Оценить:
 Рейтинг: 4.6

Сквозь тайгу (сборник)

Серия
Год написания книги
2017
<< 1 ... 3 4 5 6 7 8 9 10 11 >>
На страницу:
7 из 11
Настройки чтения
Размер шрифта
Высота строк
Поля
Самое устье Тумнина узкое. Огромное количество воды, выносимое рекою, не может вместиться в него. С берега видно, как сильная струя пресной воды далеко врезается в море, и кажется, будто там еще течет Тумнин. Навстречу ему идут волны, темные, с острыми гребнями. Они вздымаются все выше и выше, но, столкнувшись со стремительным течением реки, сразу превращаются в пенистые буруны.

И вот в такую-то ветреную погоду орочи селения Дата выходят в море на охоту за нерпами. Я сел на берегу и стал любоваться прибоем, а мой спутник закурил трубку и рассказал, как однажды семнадцать человек орочей на трех больших лодках отправились за морским зверем. Дело было весной, в марте. Надо было дойти до сплошного льда, где они рассчитывали найти много тюленей. Погода была хорошая, море тихое. Мыс, где ныне стоит Николаевский маяк, чуть виднелся на горизонте. После полудня орочи заметили лед и на нем много нерп. Они принялись за охоту с увлечением. В короткий срок они убили девяносто одно животное. Вдруг с северо-восточной стороны надвинулся холодный туман и пошел снег. Старики уговаривали молодых орочей бросить убитых животных и спешно идти назад к берегу, которого теперь уже не было видно. Тяжело нагруженные лодки не могли скоро двигаться. Небо все больше и больше заволакивало тучами. Орочи потеряли ориентировку и гребли наугад до самых сумерек, а ветром их относило в сторону. Так промаялись они всю ночь, а наутро, когда стало светать, опять увидели перед собой ледяное поле и на нем трупы убитых ими тюленей. Тогда они вытащили на лед лодки, укрепили на веслах палатки и стали выжидать конца бури. Двое суток бушевало море. Опасаясь, что волнением может взломать лед, старики велели держаться около лодок. За неимением дров они жгли в котлах нерпичье сало, на растопку шли палки и доски от сидений. Огонь раскладывали только тогда, когда надо было согреть воду. На третий день ветер начал стихать, море понемногу стало успокаиваться. Когда туман рассеялся, они увидели землю. По очертаниям гор старики узнали, что находятся против устья реки Копи. Уезжая со льдины, они побросали всех тюленей в воду, отдав их в жертву хозяину морей Тэму, в глубоком убеждении, что это он наказал их за убой такого большого количества своих собак. Орочи дали обет на будущее время бить зверя ровно столько, сколько надо для прокормления. Велика была радость женщин селения Дата, увидевших своих мужей и братьев, которых они считали погибшими.
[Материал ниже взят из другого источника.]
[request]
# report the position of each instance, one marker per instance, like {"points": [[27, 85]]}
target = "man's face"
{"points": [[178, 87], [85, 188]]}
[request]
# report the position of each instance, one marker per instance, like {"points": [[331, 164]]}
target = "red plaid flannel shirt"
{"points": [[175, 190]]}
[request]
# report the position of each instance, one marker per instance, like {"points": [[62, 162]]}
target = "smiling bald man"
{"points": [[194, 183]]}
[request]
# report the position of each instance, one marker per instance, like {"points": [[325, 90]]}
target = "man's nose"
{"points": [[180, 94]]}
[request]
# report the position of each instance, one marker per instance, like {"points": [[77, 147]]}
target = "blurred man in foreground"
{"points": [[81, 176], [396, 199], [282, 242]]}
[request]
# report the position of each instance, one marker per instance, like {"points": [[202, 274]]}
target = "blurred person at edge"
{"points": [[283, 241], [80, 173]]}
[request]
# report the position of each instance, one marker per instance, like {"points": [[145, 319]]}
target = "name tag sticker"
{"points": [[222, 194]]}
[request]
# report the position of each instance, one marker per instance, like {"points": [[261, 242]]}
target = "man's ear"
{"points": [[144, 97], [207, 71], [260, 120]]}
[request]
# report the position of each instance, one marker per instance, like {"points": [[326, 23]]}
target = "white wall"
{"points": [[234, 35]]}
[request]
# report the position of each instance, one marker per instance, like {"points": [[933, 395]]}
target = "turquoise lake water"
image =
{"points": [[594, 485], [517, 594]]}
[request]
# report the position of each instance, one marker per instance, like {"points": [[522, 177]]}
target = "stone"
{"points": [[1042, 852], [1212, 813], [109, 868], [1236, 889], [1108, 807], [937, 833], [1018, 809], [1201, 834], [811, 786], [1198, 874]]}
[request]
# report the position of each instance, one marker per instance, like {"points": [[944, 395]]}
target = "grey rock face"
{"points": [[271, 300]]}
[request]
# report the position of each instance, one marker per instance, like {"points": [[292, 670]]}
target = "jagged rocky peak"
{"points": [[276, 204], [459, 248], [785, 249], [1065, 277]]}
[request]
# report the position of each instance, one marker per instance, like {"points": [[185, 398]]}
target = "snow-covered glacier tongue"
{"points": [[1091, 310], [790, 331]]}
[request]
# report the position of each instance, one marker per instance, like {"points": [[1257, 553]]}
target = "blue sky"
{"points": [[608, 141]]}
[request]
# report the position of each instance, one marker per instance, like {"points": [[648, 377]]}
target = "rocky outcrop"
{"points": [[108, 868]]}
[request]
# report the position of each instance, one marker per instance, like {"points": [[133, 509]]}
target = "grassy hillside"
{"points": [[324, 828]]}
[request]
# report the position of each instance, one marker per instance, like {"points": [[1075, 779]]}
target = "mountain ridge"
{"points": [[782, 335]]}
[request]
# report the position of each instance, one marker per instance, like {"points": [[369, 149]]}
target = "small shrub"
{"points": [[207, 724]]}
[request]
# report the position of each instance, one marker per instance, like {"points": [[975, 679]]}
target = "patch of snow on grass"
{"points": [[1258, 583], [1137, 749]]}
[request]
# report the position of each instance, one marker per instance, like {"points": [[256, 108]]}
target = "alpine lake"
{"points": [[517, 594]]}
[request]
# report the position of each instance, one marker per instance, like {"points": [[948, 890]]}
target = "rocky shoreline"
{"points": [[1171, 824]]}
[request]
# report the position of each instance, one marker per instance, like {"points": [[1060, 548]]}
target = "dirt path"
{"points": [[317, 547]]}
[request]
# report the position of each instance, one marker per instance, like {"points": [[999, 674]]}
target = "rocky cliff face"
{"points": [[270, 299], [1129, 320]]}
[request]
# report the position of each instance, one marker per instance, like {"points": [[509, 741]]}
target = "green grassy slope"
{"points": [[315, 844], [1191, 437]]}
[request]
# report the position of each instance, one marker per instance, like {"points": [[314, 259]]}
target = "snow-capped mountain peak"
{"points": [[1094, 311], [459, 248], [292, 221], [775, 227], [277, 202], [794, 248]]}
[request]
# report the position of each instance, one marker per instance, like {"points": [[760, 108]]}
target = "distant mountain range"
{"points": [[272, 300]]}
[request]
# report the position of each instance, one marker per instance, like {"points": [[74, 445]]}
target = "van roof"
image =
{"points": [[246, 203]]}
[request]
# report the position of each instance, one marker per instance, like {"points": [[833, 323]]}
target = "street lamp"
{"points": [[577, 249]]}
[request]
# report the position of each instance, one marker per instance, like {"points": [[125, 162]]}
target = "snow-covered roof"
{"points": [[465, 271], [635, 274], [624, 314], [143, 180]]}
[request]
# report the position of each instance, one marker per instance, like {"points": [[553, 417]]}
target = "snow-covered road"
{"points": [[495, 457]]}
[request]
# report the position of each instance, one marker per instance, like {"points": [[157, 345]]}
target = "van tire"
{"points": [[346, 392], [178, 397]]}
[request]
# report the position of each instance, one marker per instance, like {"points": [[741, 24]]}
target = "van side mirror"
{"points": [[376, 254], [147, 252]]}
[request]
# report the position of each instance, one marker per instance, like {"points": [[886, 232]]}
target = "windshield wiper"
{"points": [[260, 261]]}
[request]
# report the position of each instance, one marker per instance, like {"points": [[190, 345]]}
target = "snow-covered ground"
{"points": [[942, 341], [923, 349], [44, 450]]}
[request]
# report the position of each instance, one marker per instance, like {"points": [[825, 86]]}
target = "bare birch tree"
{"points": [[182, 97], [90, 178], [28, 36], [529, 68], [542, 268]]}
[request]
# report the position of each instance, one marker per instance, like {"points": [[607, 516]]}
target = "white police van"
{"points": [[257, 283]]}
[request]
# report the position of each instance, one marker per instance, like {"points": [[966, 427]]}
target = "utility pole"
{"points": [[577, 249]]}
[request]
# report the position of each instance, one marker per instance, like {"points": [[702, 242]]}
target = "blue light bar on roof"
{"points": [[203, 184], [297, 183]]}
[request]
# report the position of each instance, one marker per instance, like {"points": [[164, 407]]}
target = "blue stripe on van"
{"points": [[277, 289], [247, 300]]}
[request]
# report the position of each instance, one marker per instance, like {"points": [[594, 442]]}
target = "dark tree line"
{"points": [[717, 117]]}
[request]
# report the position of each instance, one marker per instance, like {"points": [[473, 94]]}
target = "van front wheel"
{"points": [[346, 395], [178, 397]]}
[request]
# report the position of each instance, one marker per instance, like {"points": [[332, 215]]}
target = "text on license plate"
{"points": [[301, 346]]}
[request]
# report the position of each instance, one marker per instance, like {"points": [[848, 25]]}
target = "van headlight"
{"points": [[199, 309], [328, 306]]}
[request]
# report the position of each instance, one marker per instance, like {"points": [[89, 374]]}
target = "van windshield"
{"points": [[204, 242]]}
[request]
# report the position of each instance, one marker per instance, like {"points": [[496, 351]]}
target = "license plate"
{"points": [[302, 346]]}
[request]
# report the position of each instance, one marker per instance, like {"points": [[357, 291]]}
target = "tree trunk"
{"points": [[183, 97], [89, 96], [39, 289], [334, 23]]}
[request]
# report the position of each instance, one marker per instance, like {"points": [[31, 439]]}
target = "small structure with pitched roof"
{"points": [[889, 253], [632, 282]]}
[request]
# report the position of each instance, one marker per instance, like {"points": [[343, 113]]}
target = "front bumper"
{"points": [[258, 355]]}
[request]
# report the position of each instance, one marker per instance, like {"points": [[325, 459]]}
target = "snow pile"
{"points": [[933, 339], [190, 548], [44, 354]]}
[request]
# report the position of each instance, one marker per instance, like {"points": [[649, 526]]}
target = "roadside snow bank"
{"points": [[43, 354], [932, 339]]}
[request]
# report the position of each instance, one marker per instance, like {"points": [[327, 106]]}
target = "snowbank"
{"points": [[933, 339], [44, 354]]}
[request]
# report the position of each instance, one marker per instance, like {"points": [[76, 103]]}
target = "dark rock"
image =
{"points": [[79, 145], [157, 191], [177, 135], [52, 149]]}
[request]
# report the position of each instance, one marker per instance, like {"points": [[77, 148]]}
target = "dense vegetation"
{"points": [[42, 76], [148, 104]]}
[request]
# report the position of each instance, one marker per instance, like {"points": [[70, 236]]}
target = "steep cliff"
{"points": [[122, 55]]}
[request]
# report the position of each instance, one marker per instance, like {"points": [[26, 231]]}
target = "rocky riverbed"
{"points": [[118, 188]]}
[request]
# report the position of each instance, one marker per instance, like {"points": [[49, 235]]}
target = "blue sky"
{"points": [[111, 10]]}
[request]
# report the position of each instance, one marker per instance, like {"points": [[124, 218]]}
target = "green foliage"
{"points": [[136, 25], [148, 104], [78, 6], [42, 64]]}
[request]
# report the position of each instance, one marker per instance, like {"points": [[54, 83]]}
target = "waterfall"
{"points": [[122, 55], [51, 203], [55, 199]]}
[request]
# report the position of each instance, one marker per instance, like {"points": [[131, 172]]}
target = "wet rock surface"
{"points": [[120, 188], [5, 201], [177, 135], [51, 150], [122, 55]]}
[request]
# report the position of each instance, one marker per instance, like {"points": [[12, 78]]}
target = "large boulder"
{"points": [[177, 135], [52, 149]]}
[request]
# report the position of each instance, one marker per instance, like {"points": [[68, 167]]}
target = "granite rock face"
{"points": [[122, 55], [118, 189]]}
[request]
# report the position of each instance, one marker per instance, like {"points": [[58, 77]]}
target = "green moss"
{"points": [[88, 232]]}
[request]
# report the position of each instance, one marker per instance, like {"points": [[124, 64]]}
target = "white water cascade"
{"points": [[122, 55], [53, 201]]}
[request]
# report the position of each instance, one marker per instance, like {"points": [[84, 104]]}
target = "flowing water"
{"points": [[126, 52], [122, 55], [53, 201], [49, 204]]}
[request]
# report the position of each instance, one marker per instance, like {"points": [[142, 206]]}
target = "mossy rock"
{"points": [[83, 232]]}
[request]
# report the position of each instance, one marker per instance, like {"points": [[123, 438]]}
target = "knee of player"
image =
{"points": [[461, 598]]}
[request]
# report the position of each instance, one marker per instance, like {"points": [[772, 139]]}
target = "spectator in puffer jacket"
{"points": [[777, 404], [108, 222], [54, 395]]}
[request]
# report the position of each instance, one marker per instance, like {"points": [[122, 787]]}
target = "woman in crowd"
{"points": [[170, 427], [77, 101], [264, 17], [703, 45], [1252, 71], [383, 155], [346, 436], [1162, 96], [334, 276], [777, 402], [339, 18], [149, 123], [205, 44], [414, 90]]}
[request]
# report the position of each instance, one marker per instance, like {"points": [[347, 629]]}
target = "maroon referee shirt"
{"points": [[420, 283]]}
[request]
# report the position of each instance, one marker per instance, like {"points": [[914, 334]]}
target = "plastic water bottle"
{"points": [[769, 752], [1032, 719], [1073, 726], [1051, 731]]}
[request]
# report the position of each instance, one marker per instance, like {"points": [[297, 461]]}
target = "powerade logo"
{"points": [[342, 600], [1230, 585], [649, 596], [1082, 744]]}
Глава четвертая. Смотритель маяка

В ночь с 11 на 12 сентября ветер начал стихать. Антон Сагды несколько раз ходил на берег моря, смотрел вдаль и по движению облаков старался угадать погоду. Глядя на него, можно было подумать, что обстоятельства складываются неблагоприятно. Я уже хотел было идти на экскурсию к горе Иодо, как вдруг орочи засуетились и стали готовить лодки.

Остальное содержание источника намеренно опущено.